The United States' national security depends on a secure, reliable and resilient cyberspace.
The inclusion of digital systems into every aspect of US national security has been underway since World War II and has increased with the proliferation of Internet enabled devices.
There is an increasing need to develop a robust deterrence framework within which the US and its allies can dissuade would be adversaries from engaging in various cyber activities.
Yet despite a desire to deter adversaries, the problems associated with dissuasion remain complex, multifaceted, poorly understood and imprecisely specified.
Challenges including, credibility, attribution, escalation and conflict management to name but a few remain ever present and challenge the US in its efforts to foster security in cyberspace.

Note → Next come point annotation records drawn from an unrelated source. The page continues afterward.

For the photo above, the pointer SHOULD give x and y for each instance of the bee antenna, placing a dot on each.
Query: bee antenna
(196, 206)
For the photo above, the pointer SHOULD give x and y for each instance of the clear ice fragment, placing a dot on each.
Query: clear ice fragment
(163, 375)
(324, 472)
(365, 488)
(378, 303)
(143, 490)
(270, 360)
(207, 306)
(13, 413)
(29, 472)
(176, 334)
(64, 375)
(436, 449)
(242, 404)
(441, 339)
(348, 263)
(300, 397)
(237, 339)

These challenges need to be addressed in a deliberate and multidisciplinary approach that combines political and technical realities to provide a robust set of policy options to decision makers. The Cyber Deterrence Problem brings together a multi-disciplinary team of scholars from multiple institutions with expertise in computer science, deterrence theory, cognitive psychology, intelligence studies, and conflict management to analyze and develop a robust assessment of the necessary requirements and attributes for achieving deterrence in cyberspace.
Beyond simply addressing the base challenges associated with deterrence many of the chapters also propose strategies and tactics to enhance deterrence in cyberspace and emphasize conceptualizing how the US deters adversaries.